AllowScopedResourceCreationTagging

The AllowScopedResourceCreationTagging Sid allows EC2 CreateTags actions on fleet, instance, volume, network-interface, and launch-template resources, While making RunInstance, CreateFleet, or CreateLaunchTemplate calls. Additionally, this ensures that resources can’t be tagged arbitrarily by Karpenter after they are created.

{
  "Sid": "AllowScopedResourceCreationTagging",
  "Effect": "Allow",
  "Resource": [
    "arn:${AWS::Partition}:ec2:${AWS::Region}:*:fleet/*",
    "arn:${AWS::Partition}:ec2:${AWS::Region}:*:instance/*",
    "arn:${AWS::Partition}:ec2:${AWS::Region}:*:volume/*",
    "arn:${AWS::Partition}:ec2:${AWS::Region}:*:network-interface/*",
    "arn:${AWS::Partition}:ec2:${AWS::Region}:*:launch-template/*"
  ],
  "Action": "ec2:CreateTags",
  "Condition": {
    "StringEquals": {
      "aws:RequestTag/kubernetes.io/cluster/${ClusterName}": "owned",
      "ec2:CreateAction": [
        "RunInstances",
        "CreateFleet",
        "CreateLaunchTemplate"
      ]
    },
    "StringLike": {
      "aws:RequestTag/karpenter.sh/nodepool": "*"
    }
  }
}

AllowScopedResourceTagging

The AllowScopedResourceTagging Sid allows EC2 CreateTags actions on all instances created by Karpenter after their creation.
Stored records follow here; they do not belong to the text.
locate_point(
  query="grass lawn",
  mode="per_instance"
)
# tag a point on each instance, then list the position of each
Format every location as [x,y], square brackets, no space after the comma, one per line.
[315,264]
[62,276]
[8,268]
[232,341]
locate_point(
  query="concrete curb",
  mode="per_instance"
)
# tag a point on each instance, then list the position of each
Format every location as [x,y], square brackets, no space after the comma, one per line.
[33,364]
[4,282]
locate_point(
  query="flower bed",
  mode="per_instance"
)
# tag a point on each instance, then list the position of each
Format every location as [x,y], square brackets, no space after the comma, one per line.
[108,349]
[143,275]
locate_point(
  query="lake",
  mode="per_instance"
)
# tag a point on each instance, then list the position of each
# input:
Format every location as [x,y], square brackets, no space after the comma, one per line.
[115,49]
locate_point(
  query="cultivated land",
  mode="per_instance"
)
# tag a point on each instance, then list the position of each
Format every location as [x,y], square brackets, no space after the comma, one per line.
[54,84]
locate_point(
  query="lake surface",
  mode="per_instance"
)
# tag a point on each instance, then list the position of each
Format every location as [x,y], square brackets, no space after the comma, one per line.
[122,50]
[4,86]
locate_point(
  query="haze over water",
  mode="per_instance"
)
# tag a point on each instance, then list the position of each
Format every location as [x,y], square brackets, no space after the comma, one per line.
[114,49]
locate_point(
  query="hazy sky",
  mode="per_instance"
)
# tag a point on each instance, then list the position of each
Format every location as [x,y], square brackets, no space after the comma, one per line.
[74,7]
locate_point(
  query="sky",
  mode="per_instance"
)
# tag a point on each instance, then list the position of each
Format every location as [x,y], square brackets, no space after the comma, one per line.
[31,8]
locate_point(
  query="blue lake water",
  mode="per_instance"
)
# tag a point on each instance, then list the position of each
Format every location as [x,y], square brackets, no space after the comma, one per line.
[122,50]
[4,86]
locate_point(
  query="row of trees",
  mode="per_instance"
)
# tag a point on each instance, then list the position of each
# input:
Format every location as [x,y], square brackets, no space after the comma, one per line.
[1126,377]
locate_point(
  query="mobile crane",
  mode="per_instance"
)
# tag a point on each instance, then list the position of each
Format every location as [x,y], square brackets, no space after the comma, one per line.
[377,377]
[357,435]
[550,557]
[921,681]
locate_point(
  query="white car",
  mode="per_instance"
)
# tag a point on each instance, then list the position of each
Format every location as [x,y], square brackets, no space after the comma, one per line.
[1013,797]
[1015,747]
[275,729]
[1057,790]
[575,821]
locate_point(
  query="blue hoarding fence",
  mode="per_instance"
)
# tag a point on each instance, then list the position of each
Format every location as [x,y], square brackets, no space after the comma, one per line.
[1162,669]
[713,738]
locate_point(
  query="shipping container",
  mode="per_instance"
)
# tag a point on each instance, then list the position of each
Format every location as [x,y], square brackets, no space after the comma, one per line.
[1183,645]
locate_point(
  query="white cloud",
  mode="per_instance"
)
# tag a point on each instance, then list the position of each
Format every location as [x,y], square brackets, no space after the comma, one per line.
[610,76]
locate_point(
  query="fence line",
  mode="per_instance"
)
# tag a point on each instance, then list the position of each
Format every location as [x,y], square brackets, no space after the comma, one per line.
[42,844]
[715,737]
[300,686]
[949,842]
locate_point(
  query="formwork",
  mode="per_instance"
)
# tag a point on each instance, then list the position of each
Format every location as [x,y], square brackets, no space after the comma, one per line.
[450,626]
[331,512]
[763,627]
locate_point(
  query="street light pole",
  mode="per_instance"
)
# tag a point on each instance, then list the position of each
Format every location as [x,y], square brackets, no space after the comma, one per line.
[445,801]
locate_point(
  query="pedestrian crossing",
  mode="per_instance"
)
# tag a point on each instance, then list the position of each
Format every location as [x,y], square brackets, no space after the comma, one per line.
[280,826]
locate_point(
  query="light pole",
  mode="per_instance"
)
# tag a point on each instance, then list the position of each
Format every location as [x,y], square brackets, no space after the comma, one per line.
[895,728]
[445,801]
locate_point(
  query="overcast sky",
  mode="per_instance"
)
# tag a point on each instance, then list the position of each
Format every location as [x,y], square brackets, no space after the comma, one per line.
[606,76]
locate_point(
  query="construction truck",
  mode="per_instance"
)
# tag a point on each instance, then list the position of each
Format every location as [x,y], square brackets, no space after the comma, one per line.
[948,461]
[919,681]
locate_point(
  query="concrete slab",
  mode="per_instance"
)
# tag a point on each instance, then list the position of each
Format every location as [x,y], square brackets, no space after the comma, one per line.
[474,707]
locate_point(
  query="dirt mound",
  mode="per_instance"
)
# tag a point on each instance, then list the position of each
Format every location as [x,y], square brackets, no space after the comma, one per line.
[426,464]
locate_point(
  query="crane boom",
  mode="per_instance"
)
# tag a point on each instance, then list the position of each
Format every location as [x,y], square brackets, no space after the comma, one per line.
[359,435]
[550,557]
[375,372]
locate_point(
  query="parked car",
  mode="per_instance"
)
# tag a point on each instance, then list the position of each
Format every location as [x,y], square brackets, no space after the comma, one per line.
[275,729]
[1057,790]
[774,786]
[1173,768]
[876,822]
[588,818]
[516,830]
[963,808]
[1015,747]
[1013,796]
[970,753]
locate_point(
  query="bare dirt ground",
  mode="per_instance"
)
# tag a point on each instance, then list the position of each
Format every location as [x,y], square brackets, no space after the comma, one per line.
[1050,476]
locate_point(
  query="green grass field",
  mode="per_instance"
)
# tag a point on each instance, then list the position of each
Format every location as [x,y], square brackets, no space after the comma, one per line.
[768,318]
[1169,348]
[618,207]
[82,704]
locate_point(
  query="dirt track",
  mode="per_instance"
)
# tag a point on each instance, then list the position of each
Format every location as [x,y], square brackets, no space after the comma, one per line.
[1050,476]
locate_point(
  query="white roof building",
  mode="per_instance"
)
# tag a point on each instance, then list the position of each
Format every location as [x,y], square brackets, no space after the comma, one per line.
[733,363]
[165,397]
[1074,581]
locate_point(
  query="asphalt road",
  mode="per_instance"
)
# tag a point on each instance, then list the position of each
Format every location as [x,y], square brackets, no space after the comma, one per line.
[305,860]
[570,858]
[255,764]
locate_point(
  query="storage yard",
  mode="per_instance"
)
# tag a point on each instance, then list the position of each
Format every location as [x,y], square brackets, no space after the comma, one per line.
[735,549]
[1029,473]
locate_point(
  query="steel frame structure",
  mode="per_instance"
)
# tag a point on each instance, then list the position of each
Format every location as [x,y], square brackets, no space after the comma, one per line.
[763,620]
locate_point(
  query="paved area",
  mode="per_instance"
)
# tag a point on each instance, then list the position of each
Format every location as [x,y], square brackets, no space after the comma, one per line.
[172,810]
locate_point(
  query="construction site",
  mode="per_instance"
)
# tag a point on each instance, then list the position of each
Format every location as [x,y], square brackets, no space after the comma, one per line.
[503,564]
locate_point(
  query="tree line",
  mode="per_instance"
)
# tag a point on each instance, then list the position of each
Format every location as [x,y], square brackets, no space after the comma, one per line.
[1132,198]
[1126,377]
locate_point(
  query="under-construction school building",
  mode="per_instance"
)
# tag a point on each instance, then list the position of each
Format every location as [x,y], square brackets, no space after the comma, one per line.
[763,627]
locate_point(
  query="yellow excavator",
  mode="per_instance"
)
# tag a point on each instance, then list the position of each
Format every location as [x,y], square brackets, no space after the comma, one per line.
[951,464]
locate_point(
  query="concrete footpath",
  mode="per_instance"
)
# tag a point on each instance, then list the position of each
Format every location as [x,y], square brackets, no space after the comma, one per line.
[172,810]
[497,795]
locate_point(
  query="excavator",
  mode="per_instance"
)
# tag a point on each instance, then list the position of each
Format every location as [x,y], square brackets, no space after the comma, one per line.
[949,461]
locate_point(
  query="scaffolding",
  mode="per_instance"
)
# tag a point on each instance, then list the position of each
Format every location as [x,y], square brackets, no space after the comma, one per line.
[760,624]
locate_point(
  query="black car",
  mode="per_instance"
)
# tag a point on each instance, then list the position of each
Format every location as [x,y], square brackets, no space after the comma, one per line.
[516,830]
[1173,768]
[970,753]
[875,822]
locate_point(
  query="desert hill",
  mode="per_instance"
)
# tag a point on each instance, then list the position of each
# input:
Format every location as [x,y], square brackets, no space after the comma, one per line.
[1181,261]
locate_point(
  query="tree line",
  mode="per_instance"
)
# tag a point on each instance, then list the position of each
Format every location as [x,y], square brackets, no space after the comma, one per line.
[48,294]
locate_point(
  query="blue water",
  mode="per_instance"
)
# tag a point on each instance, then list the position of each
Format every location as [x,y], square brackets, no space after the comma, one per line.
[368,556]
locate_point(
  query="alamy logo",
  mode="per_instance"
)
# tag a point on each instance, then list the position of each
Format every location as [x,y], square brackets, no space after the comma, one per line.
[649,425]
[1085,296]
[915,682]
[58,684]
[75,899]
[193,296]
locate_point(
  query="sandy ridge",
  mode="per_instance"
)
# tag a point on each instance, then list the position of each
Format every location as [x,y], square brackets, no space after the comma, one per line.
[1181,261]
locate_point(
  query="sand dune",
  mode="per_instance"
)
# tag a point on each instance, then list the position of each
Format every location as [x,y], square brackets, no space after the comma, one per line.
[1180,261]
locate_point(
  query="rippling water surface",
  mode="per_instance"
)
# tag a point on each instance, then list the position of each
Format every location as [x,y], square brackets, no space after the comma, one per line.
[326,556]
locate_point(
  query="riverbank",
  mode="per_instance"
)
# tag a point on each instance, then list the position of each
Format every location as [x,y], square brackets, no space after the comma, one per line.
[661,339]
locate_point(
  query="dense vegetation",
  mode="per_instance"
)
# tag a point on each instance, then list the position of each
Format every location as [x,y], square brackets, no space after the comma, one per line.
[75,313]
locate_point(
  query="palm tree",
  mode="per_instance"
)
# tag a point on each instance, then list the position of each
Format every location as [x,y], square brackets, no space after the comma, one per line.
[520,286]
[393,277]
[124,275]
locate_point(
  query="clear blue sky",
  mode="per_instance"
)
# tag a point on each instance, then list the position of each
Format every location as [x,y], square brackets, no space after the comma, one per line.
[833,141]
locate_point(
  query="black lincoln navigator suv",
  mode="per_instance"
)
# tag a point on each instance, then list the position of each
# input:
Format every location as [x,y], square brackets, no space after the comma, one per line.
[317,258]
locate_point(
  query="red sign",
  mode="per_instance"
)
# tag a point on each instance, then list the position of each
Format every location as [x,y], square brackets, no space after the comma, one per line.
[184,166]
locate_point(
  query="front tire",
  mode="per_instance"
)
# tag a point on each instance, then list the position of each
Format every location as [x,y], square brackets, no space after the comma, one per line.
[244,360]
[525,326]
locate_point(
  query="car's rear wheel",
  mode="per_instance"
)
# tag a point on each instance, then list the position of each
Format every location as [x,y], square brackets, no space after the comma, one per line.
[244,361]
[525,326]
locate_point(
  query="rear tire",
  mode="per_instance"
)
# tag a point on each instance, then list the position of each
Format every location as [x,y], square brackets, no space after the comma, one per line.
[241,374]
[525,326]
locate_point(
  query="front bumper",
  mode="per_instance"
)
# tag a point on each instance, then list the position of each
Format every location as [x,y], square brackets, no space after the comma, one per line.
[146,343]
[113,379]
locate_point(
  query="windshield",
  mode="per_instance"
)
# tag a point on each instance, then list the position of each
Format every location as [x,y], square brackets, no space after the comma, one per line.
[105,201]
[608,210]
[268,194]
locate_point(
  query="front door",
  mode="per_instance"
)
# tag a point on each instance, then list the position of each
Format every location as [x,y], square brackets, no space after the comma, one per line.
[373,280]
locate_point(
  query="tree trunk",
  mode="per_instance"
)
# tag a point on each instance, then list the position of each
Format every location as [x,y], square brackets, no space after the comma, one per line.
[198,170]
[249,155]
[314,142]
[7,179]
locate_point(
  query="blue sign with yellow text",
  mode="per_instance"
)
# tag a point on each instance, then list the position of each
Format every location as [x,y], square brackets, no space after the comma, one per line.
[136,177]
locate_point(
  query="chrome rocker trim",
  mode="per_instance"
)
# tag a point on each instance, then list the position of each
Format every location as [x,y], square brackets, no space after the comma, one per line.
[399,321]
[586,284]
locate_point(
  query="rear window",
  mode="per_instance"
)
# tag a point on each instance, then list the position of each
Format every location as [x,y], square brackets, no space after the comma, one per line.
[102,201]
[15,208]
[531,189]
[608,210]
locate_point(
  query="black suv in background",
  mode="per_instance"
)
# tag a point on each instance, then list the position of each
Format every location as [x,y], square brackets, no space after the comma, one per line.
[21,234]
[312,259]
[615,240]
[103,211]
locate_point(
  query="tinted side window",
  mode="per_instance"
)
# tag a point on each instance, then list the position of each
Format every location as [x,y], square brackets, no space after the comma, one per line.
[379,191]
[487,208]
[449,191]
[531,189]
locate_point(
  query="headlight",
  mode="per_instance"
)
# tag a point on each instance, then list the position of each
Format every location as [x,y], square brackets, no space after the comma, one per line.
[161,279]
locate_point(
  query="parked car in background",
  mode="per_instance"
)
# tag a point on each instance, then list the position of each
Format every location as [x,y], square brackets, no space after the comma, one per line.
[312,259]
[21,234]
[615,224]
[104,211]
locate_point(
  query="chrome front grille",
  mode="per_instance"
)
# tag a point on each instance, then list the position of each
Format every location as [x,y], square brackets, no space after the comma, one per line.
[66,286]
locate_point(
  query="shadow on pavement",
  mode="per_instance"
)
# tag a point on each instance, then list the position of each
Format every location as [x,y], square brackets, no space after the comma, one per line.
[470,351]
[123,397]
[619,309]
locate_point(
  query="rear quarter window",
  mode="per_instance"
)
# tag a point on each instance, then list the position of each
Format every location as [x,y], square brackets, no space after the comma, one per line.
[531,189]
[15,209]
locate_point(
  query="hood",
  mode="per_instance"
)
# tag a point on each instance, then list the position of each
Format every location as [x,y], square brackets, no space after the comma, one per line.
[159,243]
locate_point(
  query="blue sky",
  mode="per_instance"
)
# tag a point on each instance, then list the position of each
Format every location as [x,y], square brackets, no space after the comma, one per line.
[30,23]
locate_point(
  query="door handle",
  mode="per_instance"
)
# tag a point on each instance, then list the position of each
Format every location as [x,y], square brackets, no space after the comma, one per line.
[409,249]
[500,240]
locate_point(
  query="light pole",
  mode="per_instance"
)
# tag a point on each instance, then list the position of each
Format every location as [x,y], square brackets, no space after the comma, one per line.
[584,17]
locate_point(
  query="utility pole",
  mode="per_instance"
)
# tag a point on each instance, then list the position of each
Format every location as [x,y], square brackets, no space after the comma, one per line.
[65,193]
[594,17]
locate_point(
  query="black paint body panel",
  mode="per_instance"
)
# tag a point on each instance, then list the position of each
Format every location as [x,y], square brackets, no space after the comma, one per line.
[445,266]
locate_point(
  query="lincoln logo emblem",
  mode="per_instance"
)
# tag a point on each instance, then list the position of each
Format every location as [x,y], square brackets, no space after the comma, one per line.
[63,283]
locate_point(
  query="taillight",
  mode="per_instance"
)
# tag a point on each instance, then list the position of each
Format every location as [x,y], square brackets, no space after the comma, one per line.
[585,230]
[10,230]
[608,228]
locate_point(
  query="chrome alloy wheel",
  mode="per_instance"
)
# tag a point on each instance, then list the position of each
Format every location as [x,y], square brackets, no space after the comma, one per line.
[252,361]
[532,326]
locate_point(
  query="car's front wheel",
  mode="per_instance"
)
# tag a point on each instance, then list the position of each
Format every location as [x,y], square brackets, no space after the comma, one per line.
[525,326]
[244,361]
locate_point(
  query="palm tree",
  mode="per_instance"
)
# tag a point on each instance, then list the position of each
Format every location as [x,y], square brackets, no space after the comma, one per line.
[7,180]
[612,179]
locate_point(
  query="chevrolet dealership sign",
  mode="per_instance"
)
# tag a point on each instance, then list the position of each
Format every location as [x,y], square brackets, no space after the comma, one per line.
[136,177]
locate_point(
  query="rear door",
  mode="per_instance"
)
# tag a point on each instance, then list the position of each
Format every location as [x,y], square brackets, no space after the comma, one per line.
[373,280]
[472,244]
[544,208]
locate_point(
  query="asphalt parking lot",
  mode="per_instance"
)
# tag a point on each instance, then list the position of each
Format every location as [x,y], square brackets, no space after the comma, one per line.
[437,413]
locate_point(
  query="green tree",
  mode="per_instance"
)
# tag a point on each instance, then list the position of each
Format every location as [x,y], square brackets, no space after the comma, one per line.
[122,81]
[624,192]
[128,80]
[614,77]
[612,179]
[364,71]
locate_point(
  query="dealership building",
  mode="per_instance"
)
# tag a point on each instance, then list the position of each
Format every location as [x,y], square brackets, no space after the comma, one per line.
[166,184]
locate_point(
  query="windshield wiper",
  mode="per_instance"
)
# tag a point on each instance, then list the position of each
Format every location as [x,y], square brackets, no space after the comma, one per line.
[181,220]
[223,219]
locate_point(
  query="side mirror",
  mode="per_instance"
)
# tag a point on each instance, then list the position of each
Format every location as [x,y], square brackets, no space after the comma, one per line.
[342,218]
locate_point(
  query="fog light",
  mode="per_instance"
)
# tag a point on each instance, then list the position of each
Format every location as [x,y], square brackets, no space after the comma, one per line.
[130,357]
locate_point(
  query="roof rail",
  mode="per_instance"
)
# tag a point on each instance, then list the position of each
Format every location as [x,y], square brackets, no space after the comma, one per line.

It enforces that Karpenter is only able to update the tags on cluster instances it is operating on through the karpenter.sh/cluster/${ClusterName}" and karpenter.sh/nodepool tags.

{
  "Sid": "AllowScopedResourceTagging",
  "Effect": "Allow",
  "Resource": "arn:${AWS::Partition}:ec2:${AWS::Region}:*:instance/*",
  "Action": "ec2:CreateTags",
  "Condition": {
    "StringEquals": {
      "aws:ResourceTag/karpenter.sh/cluster/${ClusterName}": "owned"
    },
    "StringLike": {
      "aws:ResourceTag/karpenter.sh/nodepool": "*"
    },
    "ForAllValues:StringEquals": {
      "aws:TagKeys": [
        "karpenter.sh/nodeclaim",
        "Name"
      ]
    }
  }
}

AllowScopedDeletion

The AllowScopedDeletion Sid allows TerminateInstances and DeleteLaunchTemplate actions to delete instance and launch-template resources, provided that karpenter.sh/nodepool and kubernetes.io/cluster/${ClusterName} tags are set. These tags must be present on all resources that Karpenter is going to delete. This ensures that Karpenter can only delete instances and launch templates that are associated with it.

{
  "Sid": "AllowScopedDeletion",
  "Effect": "Allow",
  "Resource": [
    "arn:${AWS::Partition}:ec2:${AWS::Region}:*:instance/*",
    "arn:${AWS::Partition}:ec2:${AWS::Region}:*:launch-template/*"
  ],
  "Action": [
    "ec2:TerminateInstances",
    "ec2:DeleteLaunchTemplate"
  ],
  "Condition": {
    "StringEquals": {
      "aws:ResourceTag/kubernetes.io/cluster/${ClusterName}": "owned"
    },
    "StringLike": {
      "aws:ResourceTag/karpenter.sh/nodepool": "*"
    }
  }
}

AllowRegionalReadActions

The AllowRegionalReadActions Sid allows DescribeAvailabilityZones, DescribeImages, DescribeInstances, DescribeInstanceTypeOfferings, DescribeInstanceTypes, DescribeLaunchTemplates, DescribeSecurityGroups, DescribeSpotPriceHistory, and DescribeSubnets actions for the current AWS region. This allows the Karpenter controller to do any of those read-only actions across all related resources for that AWS region.

{
  "Sid": "AllowRegionalReadActions",
  "Effect": "Allow",
  "Resource": "*",
  "Action": [
    "ec2:DescribeAvailabilityZones",
    "ec2:DescribeImages",
    "ec2:DescribeInstances",
    "ec2:DescribeInstanceTypeOfferings",
    "ec2:DescribeInstanceTypes",
    "ec2:DescribeLaunchTemplates",
    "ec2:DescribeSecurityGroups",
    "ec2:DescribeSpotPriceHistory",
    "ec2:DescribeSubnets"
  ],
  "Condition": {
    "StringEquals": {
      "aws:RequestedRegion": "${AWS::Region}"
    }
  }
}

AllowSSMReadActions

The AllowSSMReadActions Sid allows the Karpenter controller to read SSM parameters (ssm:GetParameter) from the current region for SSM parameters generated by ASW services.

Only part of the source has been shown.